"Ein guter Tag für das Europa-Parlament"
28. Oktober 2004"Ich bin zu der Erkenntnis gelangt, dass es, wenn wir jetzt abstimmen würden, ein negatives Ergebnis für die europäischen Institutionen geben würde. Deshalb habe ich mich entschlossen, ihnen heute keinen Vorschlag für eine Kommission vorzulegen." Mit diesen Worten begründete José Manuel Barroso die Rücknahme seines Vorschlags zur Besetzung der EU-Kommission.
Nach der teilweisen turbulenten Plenarsitzung betonte Barroso in einer Pressekonferenz, er wolle sich jetzt an die Staats- und Regierungschefs wenden. Die haben nämlich nach den Regeln der EU das Recht, die Kandidaten für die Kommission zu benennen. Ob der umstrittene italienische Kommissar Rocco Buttiglione abgezogen wird oder auch andere Kommissare, die ebenfalls kritisiert worden waren, ausgetauscht werden, darauf wollte sich Barroso nicht festlegen. Er werde so wenig wie möglich, aber soviel wie nötig verändern, bis die Zustimmung des Parlaments sichergestellt sei, sagte er.
Normalität statt Krise
Am Freitag (29.10.) nimmt Barroso an der Unterzeichnung der EU-Verfassung in Rom teil, wo er Gelegenheit hat, mit den versammelten Staats- und Regierungschef zu sprechen. Einen formellen Krisengipfel solle es in Rom nicht geben, gab die niederländische Ratspräsidentschaft bekannt.

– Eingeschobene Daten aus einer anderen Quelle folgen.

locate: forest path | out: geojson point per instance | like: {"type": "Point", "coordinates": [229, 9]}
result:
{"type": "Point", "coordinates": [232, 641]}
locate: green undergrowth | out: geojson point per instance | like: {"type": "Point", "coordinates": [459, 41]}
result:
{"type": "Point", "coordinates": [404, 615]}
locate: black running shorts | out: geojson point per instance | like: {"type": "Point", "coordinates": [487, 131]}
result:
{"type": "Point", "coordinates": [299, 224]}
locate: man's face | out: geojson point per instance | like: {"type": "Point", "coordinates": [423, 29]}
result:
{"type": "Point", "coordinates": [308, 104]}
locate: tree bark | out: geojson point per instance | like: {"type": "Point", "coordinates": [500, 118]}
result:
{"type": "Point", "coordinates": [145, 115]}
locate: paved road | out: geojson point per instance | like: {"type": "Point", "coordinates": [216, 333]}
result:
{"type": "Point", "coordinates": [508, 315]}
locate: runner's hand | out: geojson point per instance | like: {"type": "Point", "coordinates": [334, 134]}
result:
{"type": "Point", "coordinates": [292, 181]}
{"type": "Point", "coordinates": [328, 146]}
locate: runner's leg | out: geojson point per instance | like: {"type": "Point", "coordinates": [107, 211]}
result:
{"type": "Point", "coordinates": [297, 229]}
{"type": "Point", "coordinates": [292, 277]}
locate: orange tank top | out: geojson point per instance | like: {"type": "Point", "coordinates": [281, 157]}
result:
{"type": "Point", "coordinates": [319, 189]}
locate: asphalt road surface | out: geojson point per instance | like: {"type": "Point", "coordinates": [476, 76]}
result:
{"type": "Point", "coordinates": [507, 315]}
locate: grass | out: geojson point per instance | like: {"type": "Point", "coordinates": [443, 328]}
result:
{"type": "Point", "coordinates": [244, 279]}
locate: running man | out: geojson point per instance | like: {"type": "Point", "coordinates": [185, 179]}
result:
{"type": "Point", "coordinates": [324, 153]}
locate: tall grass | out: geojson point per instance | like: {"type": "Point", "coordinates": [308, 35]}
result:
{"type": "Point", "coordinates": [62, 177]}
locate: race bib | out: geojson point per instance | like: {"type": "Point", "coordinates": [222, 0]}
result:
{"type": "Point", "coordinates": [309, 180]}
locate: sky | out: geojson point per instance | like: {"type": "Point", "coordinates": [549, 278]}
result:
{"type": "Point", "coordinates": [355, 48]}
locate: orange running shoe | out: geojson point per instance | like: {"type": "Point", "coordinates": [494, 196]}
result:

José Manuel Barroso und Parlamentspräsident Josep Borrell betonten, es handele sich bei diesem bislang einmaligen Machtkampf zwischen designierter Kommission und Parlament um einen normalen Vorgang in einer Demokratie, nicht um eine Krise. Seinen eigenen Rücktritt schloss Barroso aus: "Ich sehe meine Autorität nicht geschwächt, überhaupt nicht. Im Gegenteil: Ich sehe sie gestärkt. Das war die Botschaft aller großen politischen Kräfte im Parlament."
Prodi-Kommission weiter im Amt
So schnell wie möglich will Barroso einen zweiten Anlauf nehmen. Man stehe aber nicht unter Zeitdruck, sagte er. Die alte EU-Kommission unter Romano Prodi bleibt über den 1. November hinaus treuhänderisch im Amt.
Sozialdemokraten, Liberale, Grüne und einige extreme Rechte hatten sich in Probeabstimmungen am Abend zuvor gegen Barrosos Kommission ausgesprochen, nur die Konservativen stützten ihn. Der Vorsitzende der Sozialisten, Martin Schulz, sagte, Barroso hätte nicht stur bleiben und früher auf die Bedenken des Parlaments eingehen sollen. "Das hätte man alles früher haben können. Ich habe ihm das sehr früh schon vorgeschlagen, aber ich glaube, er hat im richtigen Augenblick, die richtige Entscheidung jetzt getroffen. Ganz klar hat er sie unter dem Druck der Parlamentarier getroffen. Als Parlamentarier will ich sagen: Ein guter Tag für das Europa-Parlament."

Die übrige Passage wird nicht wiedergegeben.